The Children of the Dead City

2017-04-25

Dusk is coming and walking at night is no longer allowed, but the children still loiter near the black windowless building that looks like a tombstone for a giant or a town. A year ago most of their parents worked there, their hands the AI-controlled manipulators of the self-managed warehouse, but since then artificial hands have become good enough, and no more than a dozen humans tarnish the algorithmic purity of the logistics hub.

With so many residents unemployed, the town can no longer afford the software usage licenses that keep the smart city infrastructure working. Traffic lights cycle blindly without regard for people or cars. Medical help has to be called for manually, phones and buildings callously ignoring emergencies and uninterested in saving lives.

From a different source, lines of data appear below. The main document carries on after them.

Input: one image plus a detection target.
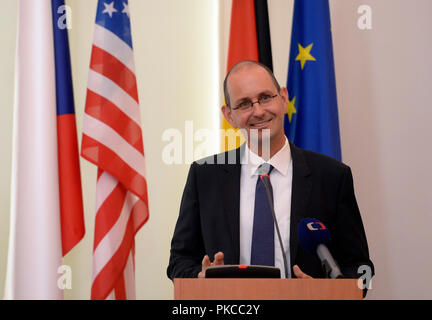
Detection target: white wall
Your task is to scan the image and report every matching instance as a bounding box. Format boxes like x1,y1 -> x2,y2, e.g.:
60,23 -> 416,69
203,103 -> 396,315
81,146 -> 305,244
0,0 -> 432,299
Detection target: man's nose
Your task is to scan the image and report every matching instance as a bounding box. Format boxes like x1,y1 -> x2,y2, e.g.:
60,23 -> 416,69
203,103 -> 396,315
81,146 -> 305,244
252,101 -> 265,117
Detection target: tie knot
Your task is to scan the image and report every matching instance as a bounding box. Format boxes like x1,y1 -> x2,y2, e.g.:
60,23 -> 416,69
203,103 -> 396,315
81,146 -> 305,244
257,163 -> 274,175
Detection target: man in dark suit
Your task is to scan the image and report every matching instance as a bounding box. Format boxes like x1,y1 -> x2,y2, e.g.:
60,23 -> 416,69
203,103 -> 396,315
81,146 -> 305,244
167,61 -> 373,279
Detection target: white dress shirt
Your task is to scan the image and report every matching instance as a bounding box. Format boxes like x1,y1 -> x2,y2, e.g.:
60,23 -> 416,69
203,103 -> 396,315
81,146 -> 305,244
240,137 -> 293,278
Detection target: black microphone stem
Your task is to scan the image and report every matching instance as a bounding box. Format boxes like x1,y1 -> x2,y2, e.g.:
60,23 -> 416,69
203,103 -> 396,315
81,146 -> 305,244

No unblinking mind watches over children on the streets. Something does, something nameless and uncaring, and parents have tried to explain that it's just an analytics company the town is selling the video feeds to, but they also tell them to be home early, and fret over their health more than before.

Like every physically vulnerable life form, children know when they are being lied to. They also know when a place is haunted.

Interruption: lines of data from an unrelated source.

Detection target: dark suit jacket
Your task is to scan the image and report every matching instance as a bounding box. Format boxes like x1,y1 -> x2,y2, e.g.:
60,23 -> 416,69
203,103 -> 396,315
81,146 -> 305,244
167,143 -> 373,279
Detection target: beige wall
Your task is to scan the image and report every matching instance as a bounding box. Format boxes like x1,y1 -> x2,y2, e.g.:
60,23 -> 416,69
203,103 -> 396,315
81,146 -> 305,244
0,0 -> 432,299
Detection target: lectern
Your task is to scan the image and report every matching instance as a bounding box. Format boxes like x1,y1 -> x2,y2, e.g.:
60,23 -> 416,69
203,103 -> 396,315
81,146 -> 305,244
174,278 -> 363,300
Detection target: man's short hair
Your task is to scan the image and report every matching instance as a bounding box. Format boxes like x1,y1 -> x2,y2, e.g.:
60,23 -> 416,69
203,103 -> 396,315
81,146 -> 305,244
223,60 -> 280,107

Night has fallen, and the children finally leave the familiar presence of the warehouse's continuously thinking walls. The walk back home is scary and thrilling, the well-lighted streets only increasing the menace from the once soothing eyes on every pole and wall. The children move in packs, wordlessly alert, but some must walk alone to houses out of the way.

Not all of the children arrive on time. When apprehensive parents eventually go out searching for them, asking the city in vain for help, not all are found. A camera last saw them, a neural network recognized them, a database holds the memory. But the city is silent.

For a while no child walks unaccompanied, yet that cannot last forever, and the black monolith keeps calling to them with the familiar warmth of a place where everything sees, and thinks, and cares.